Типы нарушений, приводящие к госпитализации, воспринимаются как отличные по своей природе от тех, которые приводят к другим выталкивающим последствиям — тюремному заключению, разводу, потере работы, отречению, ссылке в провинцию, неинституциональному психиатрическому лечению и т. д. Однако об этих дифференцирующих факторах известно, видимо, очень мало; и когда приходится изучать действительные принудительные выталкивания куда-то, часто представляются возможными и альтернативные исходы. Более того, кажется истинным, что для каждого отклонения, приводящего к эффективной жалобе, существует много психиатрически подобных, которые никогда к нему не приводят. Никакого действия не предпринимается; либо предпринимается действие, ведущее к другим выталкивающим исходам; либо предпринимается неэффективное действие, приводящее всего лишь к тому, что пожаловавшегося человека успокаивают или просто от него отделываются. Так, Клаусен и Ярроу отлично показали, что даже нарушители, которые в конце концов подвергаются госпитализации, зачастую имеют в своем багаже длинный ряд предпринятых против них неэффективных действий[981].

Отделив те отклонения, которые могли бы использоваться как основания для госпитализации нарушителя, от тех, которые действительно таким образом используются, можно обнаружить огромное множество того, что исследователи родов занятий называют обстоятельствами карьеры (career contingencies)[982]. Некоторые из этих обстоятельств в карьере душевнобольного пациента были предположены, хотя и не исследованы. Это социально-экономический статус, зримость отклонения, территориальная близость к психиатрической больнице, количество свободных больничных мест, отношение сообщества к тому типу лечения, который дают в имеющихся больницах, и т. п.[983] В получении сведений о других обстоятельствах приходится полагаться на жуткие рассказы: женщина терпит мужа-психотика, пока не находит себе приятеля, а взрослые дети терпят психованного отца, пока не съезжают из дома на снятую квартиру; алкоголика отправляют в психиатрическую больницу, потому что в тюрьме нет свободных мест, а наркомана — потому что он не смог обеспечить себе внебольничное психиатрическое лечение; мятежной несовершеннолетней дочерью не могут больше управлять дома, потому что теперь она того гляди открыто вступит в любовную связь с неподходящим компаньоном; и т. д. Соответственно, имеется столь же важный набор обстоятельств, позволяющих человеку благополучно избежать этой судьбы. А стоит лишь человеку попасть в больницу, как еще один набор обстоятельств будет помогать определению того, когда он будет из нее выписан: тут и желание семьи, чтобы он вернулся, и наличие «посильной» для него работы, и многое другое. Официальный взгляд общества состоит в том, что обитатели психиатрических больниц находятся там прежде всего потому, что страдают душевной болезнью. Однако в той степени, в какой численность «душевнобольных», находящихся вне больниц, приближается или превосходит численность находящихся в больницах, можно было бы сказать, что пациенты психиатрических больниц страдают отличительным образом не от душевной болезни, а от обстоятельств.

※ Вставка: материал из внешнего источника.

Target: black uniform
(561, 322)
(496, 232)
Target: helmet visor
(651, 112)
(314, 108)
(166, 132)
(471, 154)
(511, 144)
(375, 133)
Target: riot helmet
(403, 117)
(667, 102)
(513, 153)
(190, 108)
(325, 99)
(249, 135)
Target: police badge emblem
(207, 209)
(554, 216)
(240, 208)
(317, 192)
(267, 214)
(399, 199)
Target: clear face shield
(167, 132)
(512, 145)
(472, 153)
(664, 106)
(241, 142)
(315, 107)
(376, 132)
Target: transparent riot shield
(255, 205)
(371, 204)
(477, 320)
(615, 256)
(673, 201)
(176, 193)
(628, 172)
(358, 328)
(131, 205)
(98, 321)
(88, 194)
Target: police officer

Обстоятельства карьеры проявляются в соединении со второй особой чертой карьеры будущего пациента: замкнутой цепью агентов — и служб, — принимающих судьбоносное участие в его переходе из статуса гражданина в статус пациента[984]. Здесь мы имеем пример того все более возрастающего в своей важности класса социальных систем, чьими элементами являются агенты и службы, приводимые в систематическую связь друг с другом тем, что они должны принимать под свою ответственность и передавать дальше одних и тех же лиц. Некоторые из этих агентских ролей будут далее названы, с пониманием того, что в каждой конкретной цепи роль может исполняться более, чем один раз, и что одно и то же лицо может исполнять более чем одну из них.

Первый агент — ближайший поверенный (next-of-relation). Это человек, которого будущий пациент видит как наиболее доступного из тех, на кого он в наибольшей степени должен быть способен положиться во время затруднений; в нашем случае это последний, кто ставит под сомнение его душевное здоровье, и первый, кто делает все возможное, чтобы уберечь его от судьбы, к которой, если это становится понятно, он приближался. Обычно ближайшим поверенным пациента является его ближайший родственник; особый термин вводится здесь потому, что им не обязательно становится он. Второй агент — это жалобщик, человек, который в ретроспективе оказывается тем, кто запустил человека на его дорогу в больницу. Третьи — посредники, т. е. последовательность агентов и служб, которым будущий пациент препоручается и стараниями которых он передается и обрабатывается по пути в больницу. Сюда входят полиция, священники, терапевты, кабинетные психиатры, персонал государственных клиник, юристы, работники социальных служб, школьные учителя и т. д. Кто-то из этих агентов будет иметь правовые полномочия санкционировать доставку человека в больницу и осуществит ее, а, следовательно, те агенты, которые ему в этом процессе предшествуют, будут вовлечены в нечто такое, конечный исход чего пока не ясен. Когда посредники удаляются со сцены, будущий пациент становится настоящим пациентом, а значимым агентом становится больничный администратор.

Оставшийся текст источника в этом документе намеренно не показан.